Imagen del Palacio Enciclopédico de Marino Auriti



En la Bienal, que abre al público el próximo sábado, ante los ojos de todo el mundo, 500 metros cuadrados distribuidos en sucesivos montones de ladrillo y mortero, cemento y hormigón, grava y teja, cristal, madera, arena y acero se acumulan en el espacio desbordándolo, sobre todo en una sala central que resulta, sencillamente, imponente. Tal vez sea el contexto en el que más me haya seducido este proyecto de Almarcegui, un lugar anodino en su interior, carente de las connotaciones que otorgan los museos y los centros de arte, sin la pompa del edificio de Olbrich en Viena o la magnitud cautivadora del MUSAC. Más pequeño, con la luz natural entrando a raudales, la sobria sencillez del espacio desnuda la realidad implacable del trabajo de Lara y le otorga, si cabe, mayor veracidad, liberado ya de liturgias escenográficas y demás consideraciones estéticas. Esta es la realidad del espacio que acoge el proyecto, esto es lo que fue, y esto es lo que será.



Que el trabajo de la aragonesa se vea atrapado en la demagogia de la situación económica española y en las malintencionadas manipulaciones sobre su coste (que sólo es una ínfima parte de lo que se ha aireado de forma interesada) resulta inadmisible si nos atenemos a la posición insobornable ante los retos que se plantea en su trabajo, un quehacer que no tiene mayor aspiración que ceñirse a la verdad de la vida, del arte, y del espacio físico y social que hemos forjado a nuestro alrededor.

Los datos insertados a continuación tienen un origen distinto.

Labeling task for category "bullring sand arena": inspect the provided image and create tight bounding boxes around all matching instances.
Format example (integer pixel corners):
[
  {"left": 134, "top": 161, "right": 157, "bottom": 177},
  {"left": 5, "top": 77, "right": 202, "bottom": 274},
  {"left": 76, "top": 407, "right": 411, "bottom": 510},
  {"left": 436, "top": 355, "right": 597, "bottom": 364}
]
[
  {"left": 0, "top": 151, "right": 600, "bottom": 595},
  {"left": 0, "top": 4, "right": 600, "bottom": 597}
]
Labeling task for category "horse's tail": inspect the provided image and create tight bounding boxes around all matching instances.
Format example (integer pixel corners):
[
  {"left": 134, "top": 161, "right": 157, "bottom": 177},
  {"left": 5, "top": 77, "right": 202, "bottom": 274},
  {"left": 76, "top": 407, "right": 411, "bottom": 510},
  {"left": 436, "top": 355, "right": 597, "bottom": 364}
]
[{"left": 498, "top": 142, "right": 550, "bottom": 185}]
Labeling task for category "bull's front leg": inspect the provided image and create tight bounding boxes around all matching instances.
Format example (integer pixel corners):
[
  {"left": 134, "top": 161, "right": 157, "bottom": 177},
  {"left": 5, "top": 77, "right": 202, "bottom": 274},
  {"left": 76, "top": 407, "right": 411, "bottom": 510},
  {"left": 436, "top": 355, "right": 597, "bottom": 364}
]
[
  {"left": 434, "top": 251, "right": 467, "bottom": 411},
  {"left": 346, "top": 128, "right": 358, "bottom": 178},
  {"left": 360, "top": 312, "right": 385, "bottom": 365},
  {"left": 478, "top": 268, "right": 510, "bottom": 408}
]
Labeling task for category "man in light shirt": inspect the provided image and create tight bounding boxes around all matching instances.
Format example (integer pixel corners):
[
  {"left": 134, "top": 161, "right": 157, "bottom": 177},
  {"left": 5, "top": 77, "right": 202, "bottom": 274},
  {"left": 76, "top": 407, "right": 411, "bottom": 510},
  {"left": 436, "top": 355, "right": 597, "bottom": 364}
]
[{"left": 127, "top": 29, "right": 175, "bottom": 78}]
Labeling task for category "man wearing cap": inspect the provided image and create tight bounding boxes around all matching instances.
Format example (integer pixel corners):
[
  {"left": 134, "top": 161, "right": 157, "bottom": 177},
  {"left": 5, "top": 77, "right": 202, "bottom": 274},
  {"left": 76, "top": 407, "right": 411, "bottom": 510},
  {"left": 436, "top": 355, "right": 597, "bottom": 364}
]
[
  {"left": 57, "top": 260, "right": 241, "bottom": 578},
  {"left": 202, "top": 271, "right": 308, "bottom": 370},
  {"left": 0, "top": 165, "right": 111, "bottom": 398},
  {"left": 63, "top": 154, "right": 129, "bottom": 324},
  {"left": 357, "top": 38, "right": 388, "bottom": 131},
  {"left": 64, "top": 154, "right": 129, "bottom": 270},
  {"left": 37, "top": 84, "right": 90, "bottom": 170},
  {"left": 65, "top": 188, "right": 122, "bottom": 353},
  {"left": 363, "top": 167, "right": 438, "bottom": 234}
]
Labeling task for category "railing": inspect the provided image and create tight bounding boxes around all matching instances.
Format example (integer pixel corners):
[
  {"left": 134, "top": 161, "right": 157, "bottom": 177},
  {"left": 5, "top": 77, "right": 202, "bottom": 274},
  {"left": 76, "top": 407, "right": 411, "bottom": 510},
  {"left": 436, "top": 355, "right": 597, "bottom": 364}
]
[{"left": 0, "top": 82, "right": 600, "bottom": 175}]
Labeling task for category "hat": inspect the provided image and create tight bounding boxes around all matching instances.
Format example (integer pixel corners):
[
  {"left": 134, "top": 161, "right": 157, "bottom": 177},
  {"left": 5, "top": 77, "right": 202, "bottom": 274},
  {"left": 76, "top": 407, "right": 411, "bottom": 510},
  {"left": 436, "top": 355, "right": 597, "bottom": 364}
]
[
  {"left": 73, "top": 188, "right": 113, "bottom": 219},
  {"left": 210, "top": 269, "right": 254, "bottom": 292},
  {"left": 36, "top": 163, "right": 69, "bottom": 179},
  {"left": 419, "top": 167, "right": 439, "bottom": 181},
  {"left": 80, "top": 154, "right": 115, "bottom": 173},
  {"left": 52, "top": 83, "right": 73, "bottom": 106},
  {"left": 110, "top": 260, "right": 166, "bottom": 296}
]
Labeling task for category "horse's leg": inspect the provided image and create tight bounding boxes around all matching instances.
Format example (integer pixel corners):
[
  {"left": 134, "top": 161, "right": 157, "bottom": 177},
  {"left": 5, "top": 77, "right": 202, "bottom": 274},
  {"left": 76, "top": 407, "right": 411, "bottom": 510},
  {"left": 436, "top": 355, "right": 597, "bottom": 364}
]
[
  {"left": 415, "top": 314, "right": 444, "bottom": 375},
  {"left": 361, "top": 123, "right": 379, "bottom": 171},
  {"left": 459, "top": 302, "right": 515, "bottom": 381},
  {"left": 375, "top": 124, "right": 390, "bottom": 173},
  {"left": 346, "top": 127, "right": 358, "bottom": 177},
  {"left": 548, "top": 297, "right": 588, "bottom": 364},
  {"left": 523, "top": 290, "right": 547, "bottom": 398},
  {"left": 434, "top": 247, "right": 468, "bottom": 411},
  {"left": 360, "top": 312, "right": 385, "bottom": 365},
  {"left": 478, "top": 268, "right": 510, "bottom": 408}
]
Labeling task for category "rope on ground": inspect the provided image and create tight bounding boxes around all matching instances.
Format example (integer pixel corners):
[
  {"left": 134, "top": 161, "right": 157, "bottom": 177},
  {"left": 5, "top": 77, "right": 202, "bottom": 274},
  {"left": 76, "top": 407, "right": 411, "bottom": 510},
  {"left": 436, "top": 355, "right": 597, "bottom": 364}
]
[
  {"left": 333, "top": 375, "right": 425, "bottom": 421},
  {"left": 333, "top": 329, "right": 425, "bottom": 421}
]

Es especialmente acertada la inclusión de un trabajo en vídeo en un espacio en el nivel superior que está acompañado por una de sus guías. Se trata de un estudio de la Sacca San Maria de Murano, una isla creada a partir del vertido de residuos de la célebre industria del cristal. Como en otros lugares ante los que se ha detenido anteriormente la artista, nada resultaría inicialmente atractivo (especialmente en un lugar como Venecia por lo que todo cobra incluso más sentido). Divierte ver el tremendo alcance de los montones de materiales y luego comprobar la dedicación con la que Almarcegui se detiene ante un lugar irrelevante para el imaginario colectivo de Venecia, etéreo y olvidado pero dinámico y silenciosamente fluctuante a partir de la acción despreocupada de la industria.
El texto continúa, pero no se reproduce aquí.